Martyrisée, malchanceuse, incomprise, trahie, ainsi se voit une partie du peuple serbe, dont le rêve de Grande Serbie s’est brisé sur les récifs de la géopolitique occidentale tout au long des guerres menées en ex-Yougoslavie au cours des années 1990. Malheureux sur terre, mais le Ciel est avec nous, en somme.

Le «gène serbe»

Le Ciel, à moins que ce ne soit la nature, qui gratifierait les Serbes d'un gène spécifique, le «gène serbe» les rendant plus résistants face au coronavirus. C'est ce qu'affirmait en novembre sur une chaîne de télévision le pneumologue et allergologue Branimir Nestorovic, un ami de Novak Djokovic.

La conviction d'être guidé par le Tout-Puissant habitait les premières déclarations publiques du champion, faites depuis son lieu de rétention australien et rapportées par son frère Djordje lors d'une manifestation ce jeudi à Belgrade: «Dieu voit tout. La morale et l’éthique, les plus grands idéaux, sont des étoiles qui brillent vers l’ascension spirituelle. Ma grâce est spirituelle et la leur (réd: celles des Australiens) est richesse matérielle.»
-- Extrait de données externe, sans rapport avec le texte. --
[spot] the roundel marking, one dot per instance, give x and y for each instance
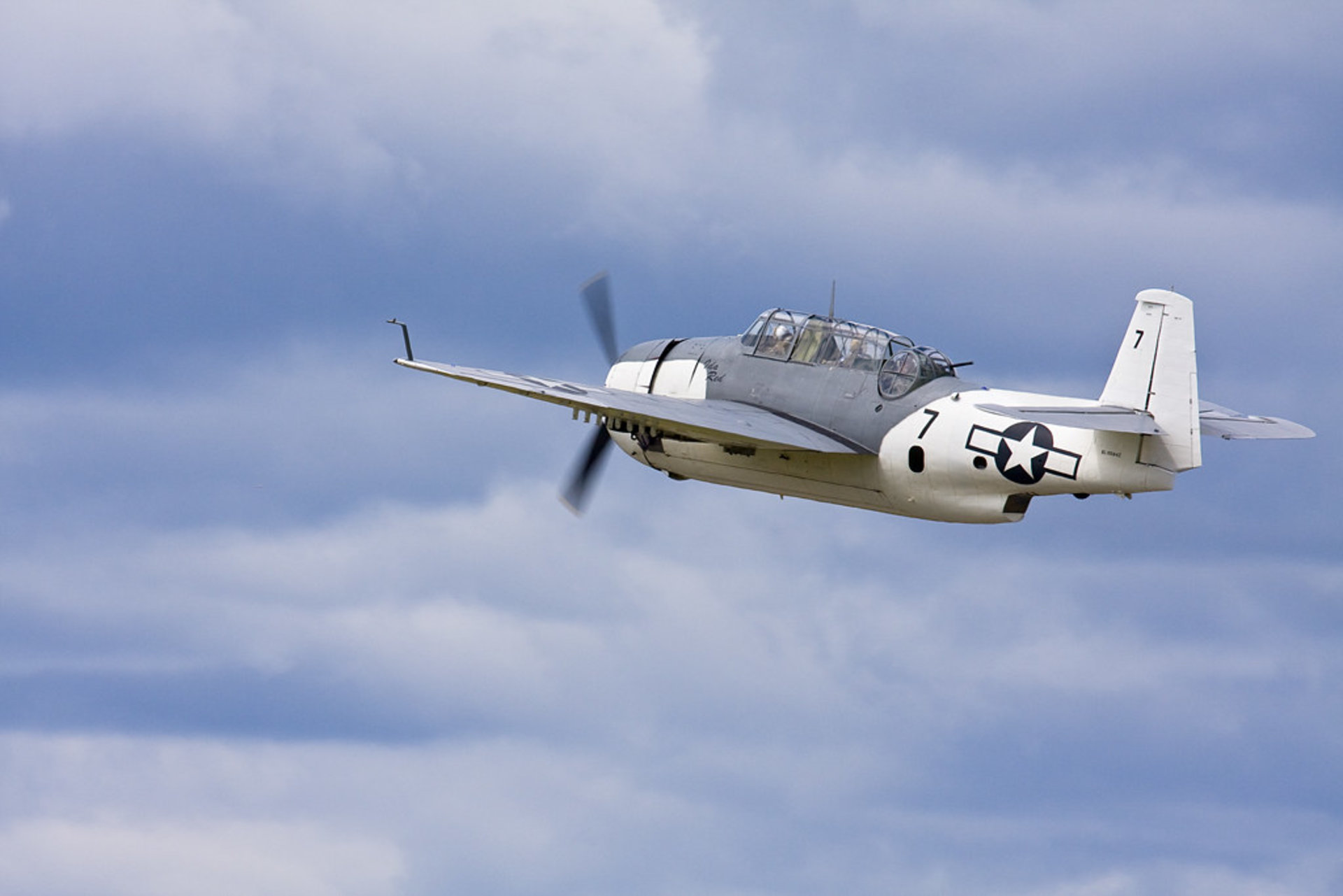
(1023, 450)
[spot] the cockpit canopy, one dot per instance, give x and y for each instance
(810, 339)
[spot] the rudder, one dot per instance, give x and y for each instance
(1156, 370)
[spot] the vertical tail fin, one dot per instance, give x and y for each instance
(1156, 371)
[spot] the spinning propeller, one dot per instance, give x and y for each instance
(597, 300)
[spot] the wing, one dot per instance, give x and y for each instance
(1214, 420)
(700, 420)
(1109, 418)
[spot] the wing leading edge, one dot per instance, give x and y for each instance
(702, 420)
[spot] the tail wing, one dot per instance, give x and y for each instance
(1156, 371)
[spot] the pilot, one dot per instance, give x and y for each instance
(776, 341)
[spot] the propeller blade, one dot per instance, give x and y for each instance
(597, 297)
(575, 495)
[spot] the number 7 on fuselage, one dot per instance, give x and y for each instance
(817, 407)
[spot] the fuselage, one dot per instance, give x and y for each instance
(924, 445)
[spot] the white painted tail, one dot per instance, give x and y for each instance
(1156, 371)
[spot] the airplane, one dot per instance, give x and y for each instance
(820, 407)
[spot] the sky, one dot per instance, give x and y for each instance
(280, 617)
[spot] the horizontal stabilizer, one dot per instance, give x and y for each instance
(1214, 420)
(1095, 417)
(700, 420)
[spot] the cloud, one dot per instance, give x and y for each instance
(348, 96)
(222, 858)
(692, 688)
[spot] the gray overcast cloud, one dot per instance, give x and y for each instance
(278, 617)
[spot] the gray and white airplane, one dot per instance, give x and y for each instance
(825, 408)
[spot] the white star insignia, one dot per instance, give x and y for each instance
(1024, 452)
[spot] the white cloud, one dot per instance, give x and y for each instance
(66, 856)
(341, 96)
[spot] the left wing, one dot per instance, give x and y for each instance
(700, 420)
(1214, 420)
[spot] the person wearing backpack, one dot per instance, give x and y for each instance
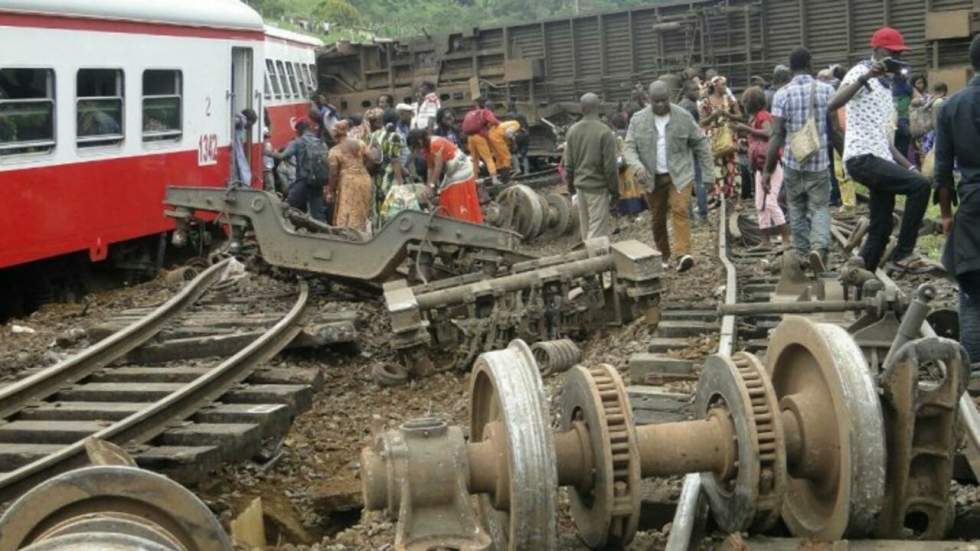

A Melbourne, Novak traverserait une épreuve pareille à une injustice. Dont il devrait sortir encore plus fort. La réaction pleine de grandiloquence du père du numéro un mondial de tennis, Srdjan Djokovic, cité par le site serbe Telegraf, atteste de ce penchant pour ce qu’on pourrait appeler un «triomphalisme victimaire»:

«Mon fils a montré que même un pays petit, mais héroïque comme la Serbie peut avoir le meilleur joueur de tennis et athlète de tous les temps et que la vérité ne peut plus être cachée»

Il a décrit sa progéniture comme «le symbole et le leader du monde libre, le monde des nations et des peuples pauvres et opprimés», l'associant à Spartacus, le chef du soulèvement des esclaves dans la Rome antique.

Super Novak contre Big Pharma

Antivax (d’où ses déboires australiens), adepte des médecines parallèles, le Serbe Novak Djokovic serait le héraut de la résistance des sans-grades, d’une part, à Big Pharma, cette grande fabrique du «mensonge», de l’autre, à la diplomatie américano-européenne qui a réduit son pays à une pièce de puzzle sans prise sur la mer, le dépossédant de ce que les Serbes considèrent comme leur berceau historique, le Kosovo. Cette province majoritairement albanophone, où résident encore des Serbes, est la terre d’origine de la famille Djokovic. C’est dire si Novak porte du lourd sur ses épaules de superhéros.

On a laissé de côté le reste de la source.